Now let me interject here that these boys are all about 8 years old, so I knew going into this that they probably wouldn't understand, BUT I tried my best to explain that God existed... He just lived, and THEN he decided to create the universe, and the world we live in now. Now, that's pretty deep for 8 year olds, but I tried my best. Lol.

It was an AMAZING opportunity to plant a seed in these 3 boys, and it was a very exciting conversation :) I'm so proud of my little Austin for asking such a good question which sparked a cool conversation :)

So much to say...

I've been wanting to write a blog since we got back from camp, but I keep running into the same problem... so much to say, but I don't know where to start. Lol.

So here it goes...

Camp was good this year. It was a LOT different than last year, but overall it was a nice week :) The worship was excellent, and Matt Chandler was a sensational speaker. :) But the best part of camp was the people we took :) The group this year was just as amazingly awesome as it was last year :)

I can't lie. It was nice coming home though. The drive went by a LOT faster, especially without a "parent in the hospital" phone call. (And yes, I definitely called my mom and told her that wasn't allowed lol). Then I got to come home to my new house where I live with some of my favorite people! :)

This new living arrangement is quite the experience. It's making me grow up a lot faster, and I think it's going to be a great experience for all four of us. I can't lie though, there are down sides. The one that bothers me the most is everyone's opinions of our house. It's annoying. Literally 4 people have told me how awesome it would be if we put cameras up in our house, so that everyone can see the drama. I'm tired of everyone telling me how they don't think our house is going to work out; that it's impossible for 4 girls to live together without killing each other. I don't know... I know I shouldn't let it bother me, but it does.

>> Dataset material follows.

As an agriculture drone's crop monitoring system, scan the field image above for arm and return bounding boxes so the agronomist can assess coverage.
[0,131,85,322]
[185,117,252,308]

Other than that, life is okay.

I've had a LOT of things on my mind lately.

At camp, I had some free time before Chapel, and I had a really good conversation with Kevin about testimonies. I didn't understand the point of telling someone your life story. I didn't understand why someone would care to know all the crazy details of my life. It's not something I've heard about at my two previous churches. SO. I was chatting with Kev about this, and he challenged me to work on my testimony. So, that's what I've been doing. It's been an interesting experience. It's hard re-living parts of my life.. I don't think I could EVER get up in front of everyone and tell my story. Even the people who've known me the longest (Darrin, the Crockers, etc.), don't even REALLY know my story. Hopefully I think I'll be really happy when it's finished. (As long as I don't have to tell anyone lol) :)

For the past month or so, something's been really bothering me, and I'm not sure what I'm going to do about it, but since this is my blog, I think I'll just keep it on here for now. Not too many people read it anyway. Lol. This may sound stupid, but I HATE when people call me mom. Like, it drives me crazy. I like to do things for people. I like to cook for them, or whatever, and when people say "thanks mom" or whatever, it bugs me. I feel like it's an insult or a put-down, but there's no way to say "please stop that" without sounding like a jerk. Ya know? Anyways. It's not something that's going to change... too many people do it... but I wish they wouldn't :/

I have a lot more to talk about, but I'm tired of typing. Lol.